The singularity, in its simplest form, is an analogy of a black hole and technological development. I found myself following that analogy, taking it further, and came up with something I hope is educational, entertaining, or at least worth reading.
Most black holes start as stars, and stars start out as thin wisps of gas in space, so I’ll start the analogy there.
In our analogy, the gas in space is life. At first, it’s simple atoms or cells. In time, there starts to be more complexity, but it’s not a star or an organism capable of advanced technology. When gravity causes it to fall together, it creates heat and pressure. The collapse represents our advancement, the pressure is our wants and needs, and the heat is how we satisfy those desires.
When a species arises that’s capable of advanced tech, that’s the formation of the star. If that species has simple needs, the star is small, and a simple hunter-gatherer society can last for a long time, but that’s not the type we’re interested in. We want to contemplate a society that always craves more and better things. This means the star in our analogy is massive, leading to the highest levels of heat and pressure in the process of satisfying those desires.
At first, the star burns its hydrogen into helium.
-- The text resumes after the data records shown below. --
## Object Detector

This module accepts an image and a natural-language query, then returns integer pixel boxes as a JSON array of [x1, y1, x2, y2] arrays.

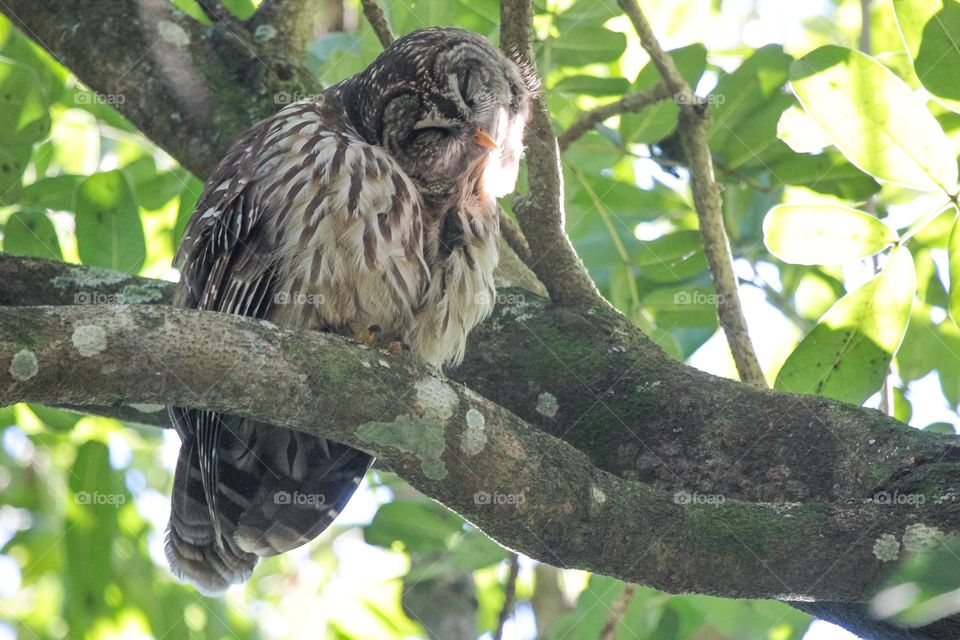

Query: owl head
[[345, 27, 536, 202]]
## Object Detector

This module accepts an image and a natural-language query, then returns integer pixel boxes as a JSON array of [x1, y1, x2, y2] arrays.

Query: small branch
[[494, 554, 521, 640], [599, 584, 637, 640], [361, 0, 395, 48], [500, 0, 604, 308], [558, 82, 672, 151], [616, 0, 765, 387], [498, 206, 533, 265]]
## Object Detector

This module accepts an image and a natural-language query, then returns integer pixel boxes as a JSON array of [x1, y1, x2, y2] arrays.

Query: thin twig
[[499, 206, 533, 264], [599, 583, 636, 640], [558, 82, 672, 151], [500, 0, 603, 308], [361, 0, 395, 48], [617, 0, 766, 387], [494, 554, 521, 640]]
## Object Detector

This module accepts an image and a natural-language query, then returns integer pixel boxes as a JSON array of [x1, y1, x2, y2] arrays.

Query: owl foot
[[354, 325, 412, 360]]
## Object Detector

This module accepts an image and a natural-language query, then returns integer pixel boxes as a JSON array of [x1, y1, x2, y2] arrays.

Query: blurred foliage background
[[3, 0, 960, 638]]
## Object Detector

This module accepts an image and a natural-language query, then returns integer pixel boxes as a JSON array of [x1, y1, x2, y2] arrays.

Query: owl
[[165, 27, 533, 593]]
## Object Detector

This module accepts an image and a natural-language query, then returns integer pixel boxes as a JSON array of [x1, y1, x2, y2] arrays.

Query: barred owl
[[166, 27, 533, 593]]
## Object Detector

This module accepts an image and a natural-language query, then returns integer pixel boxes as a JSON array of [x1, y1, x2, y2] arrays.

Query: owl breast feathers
[[165, 27, 533, 593]]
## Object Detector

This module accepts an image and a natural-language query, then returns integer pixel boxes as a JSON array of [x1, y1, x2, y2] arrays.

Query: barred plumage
[[165, 27, 533, 593]]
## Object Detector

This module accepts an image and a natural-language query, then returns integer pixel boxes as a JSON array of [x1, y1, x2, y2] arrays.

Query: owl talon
[[386, 341, 412, 359], [355, 325, 385, 346]]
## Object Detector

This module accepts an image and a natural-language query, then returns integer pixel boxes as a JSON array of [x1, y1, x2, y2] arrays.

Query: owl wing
[[166, 100, 429, 594]]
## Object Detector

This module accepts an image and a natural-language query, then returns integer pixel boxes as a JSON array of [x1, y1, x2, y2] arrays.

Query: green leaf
[[0, 143, 31, 205], [775, 246, 916, 404], [74, 170, 146, 273], [20, 174, 84, 210], [708, 45, 793, 154], [0, 57, 50, 147], [550, 27, 626, 68], [364, 501, 463, 554], [621, 44, 707, 144], [893, 0, 960, 112], [553, 75, 630, 97], [765, 150, 881, 200], [948, 210, 960, 326], [633, 230, 708, 282], [790, 45, 957, 192], [763, 204, 898, 265], [2, 207, 62, 260]]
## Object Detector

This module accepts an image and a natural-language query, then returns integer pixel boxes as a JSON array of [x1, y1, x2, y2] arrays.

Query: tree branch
[[360, 0, 395, 48], [557, 82, 672, 151], [499, 0, 604, 308], [2, 302, 958, 602], [616, 0, 765, 387]]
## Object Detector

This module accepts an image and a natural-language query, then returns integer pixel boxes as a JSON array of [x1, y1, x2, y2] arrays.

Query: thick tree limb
[[4, 254, 959, 509], [3, 302, 959, 602], [557, 82, 672, 151], [617, 0, 765, 387], [0, 0, 322, 178], [499, 0, 604, 308]]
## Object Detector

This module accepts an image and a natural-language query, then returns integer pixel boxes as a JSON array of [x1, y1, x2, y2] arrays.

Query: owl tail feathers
[[165, 440, 257, 595], [165, 417, 374, 593]]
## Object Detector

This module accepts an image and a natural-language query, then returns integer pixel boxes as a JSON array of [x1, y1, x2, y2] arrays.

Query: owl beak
[[473, 128, 499, 150]]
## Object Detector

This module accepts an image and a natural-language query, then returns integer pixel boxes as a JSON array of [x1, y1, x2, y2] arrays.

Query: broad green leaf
[[364, 501, 463, 554], [550, 27, 626, 68], [75, 170, 146, 273], [763, 204, 898, 265], [893, 0, 960, 112], [0, 57, 50, 147], [553, 75, 630, 97], [0, 143, 30, 205], [948, 210, 960, 325], [20, 174, 84, 210], [2, 207, 62, 260], [775, 246, 915, 404], [790, 45, 957, 192], [709, 45, 793, 153], [765, 150, 881, 200], [621, 44, 707, 144], [633, 230, 708, 282]]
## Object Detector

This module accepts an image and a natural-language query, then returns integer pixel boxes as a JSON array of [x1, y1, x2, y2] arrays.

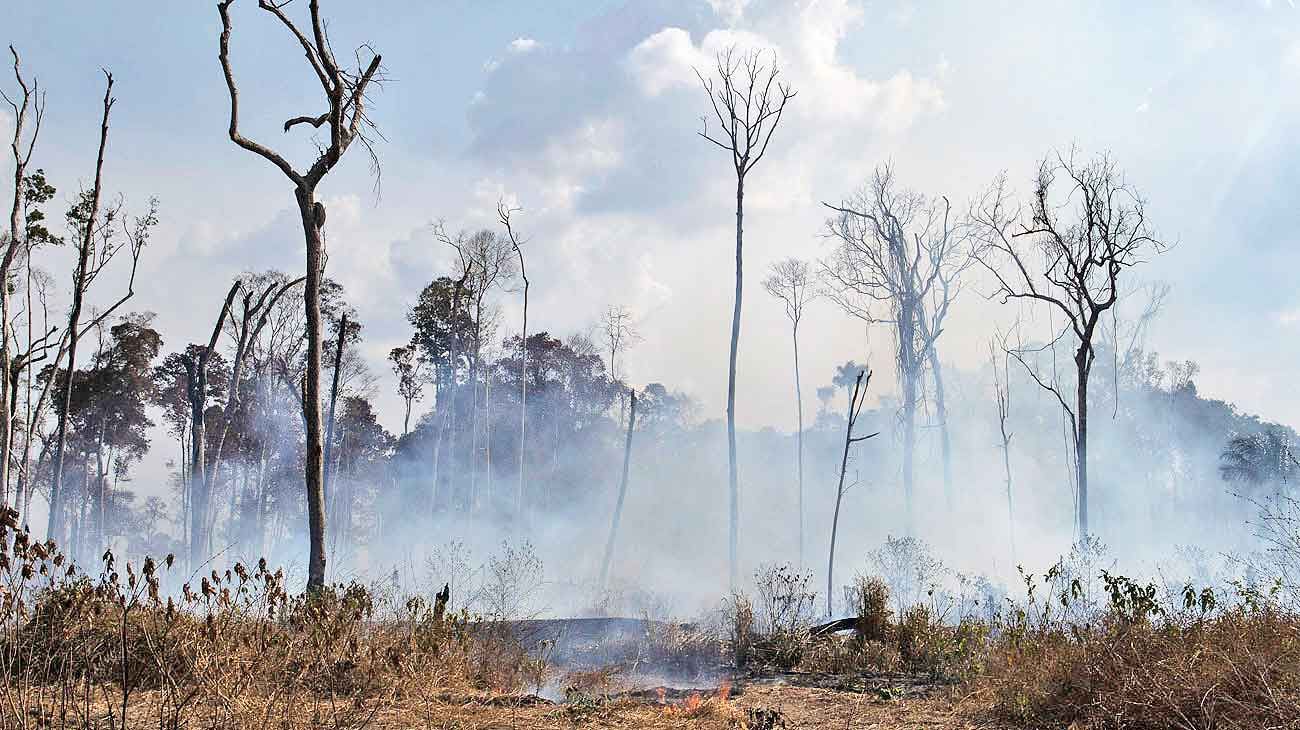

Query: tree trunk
[[792, 322, 805, 571], [727, 176, 743, 592], [827, 373, 864, 617], [517, 283, 529, 530], [928, 346, 954, 510], [296, 186, 327, 592], [600, 389, 636, 588], [188, 366, 208, 570], [322, 313, 347, 512], [1075, 349, 1091, 538], [900, 363, 916, 539], [50, 79, 112, 543], [1003, 432, 1015, 564]]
This represents the long period when the gatherer society has adequate space to expand into areas that have all the resources to keep them happy. As population grows, the heat and pressure rises slowly, but life largely remains unchanged.
As we reach the limits of our environment, the pressure rises. We start pushing the limits of the hunter-gatherer society with better tools and weapons, but our needs become too great, and we need a new source of heat. At some point the pressure drives us to a new way of living. We start farming the land. In our analogy, this is represented by the burning of helium into carbon. The vast majority of the star’s life is already in the past.
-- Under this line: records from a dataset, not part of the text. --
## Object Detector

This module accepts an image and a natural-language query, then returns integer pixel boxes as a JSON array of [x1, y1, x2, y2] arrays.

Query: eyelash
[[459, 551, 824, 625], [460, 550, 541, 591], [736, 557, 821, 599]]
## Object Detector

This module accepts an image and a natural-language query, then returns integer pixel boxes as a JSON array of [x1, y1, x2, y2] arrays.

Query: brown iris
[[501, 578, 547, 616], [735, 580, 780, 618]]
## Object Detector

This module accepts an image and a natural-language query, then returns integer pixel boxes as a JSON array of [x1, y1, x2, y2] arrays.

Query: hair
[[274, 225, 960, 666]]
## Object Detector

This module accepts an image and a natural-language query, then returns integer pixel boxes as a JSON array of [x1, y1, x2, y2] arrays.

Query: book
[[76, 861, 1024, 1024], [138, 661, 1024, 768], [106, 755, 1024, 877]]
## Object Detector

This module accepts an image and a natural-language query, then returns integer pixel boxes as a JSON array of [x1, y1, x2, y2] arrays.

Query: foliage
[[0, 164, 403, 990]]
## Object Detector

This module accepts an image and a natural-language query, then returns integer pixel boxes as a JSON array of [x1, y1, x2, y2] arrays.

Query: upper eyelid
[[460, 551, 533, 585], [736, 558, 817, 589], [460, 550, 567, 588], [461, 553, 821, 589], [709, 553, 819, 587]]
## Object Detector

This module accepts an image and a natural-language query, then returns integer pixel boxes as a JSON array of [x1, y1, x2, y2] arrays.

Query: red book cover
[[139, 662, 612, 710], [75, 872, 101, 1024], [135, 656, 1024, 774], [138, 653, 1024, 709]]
Farming isn’t a carefree or easy way to live, and it leads to more people with more need to trade and transport goods than would ever be needed in by hunters. The pressure to get more work done grows until another breakthrough is made. The star starts burning carbon into oxygen and neon in what our society calls the industrial revolution.
By now, we have learned to never stop wanting more control of our wants and needs, and the pressure and heat keep rising until neon burns into more oxygen and magnesium and the internet is born.
It doesn’t take long, and the oxygen burning of social media magnesium burning of smart phones begins. Things are getting dangerous now. If the star is too massive, our desires too great, the star’s life could end early in a pair-instability supernova, or what we would call nuclear war. In this case, the star is completely disrupted, leaving no black hole behind.
The silicon, sulfur, and argon quickly build up from all tweeting in the bathroom, and they begin to burn into heavier elements of technology which also begin to burn.
The burning of silicon, sulfur, argon, calcium, titanium, and chromium represent the development of artificial neural networks, knowledge representation, machine learning, natural language processing, machine perception, and social intelligence. It starts with the first ones, but they all happen together along with the big one, the burning of iron into nickel and general artificial intelligence.
Then there’s nickel. That’s the end of the road. When it burns, that’s digital superintelligence. It removes our control of our wants and needs, as it takes control of everything. It takes control of the technological advancement of itself. Humans no longer have the ability to turn back as the core of technology crosses the event horizon.
With the technology advancing itself ever more rapidly, it quickly reaches a point where it’s as advanced as physically possible. This is the point in the center of the newly formed black hole, what astrophysicists call a singularity.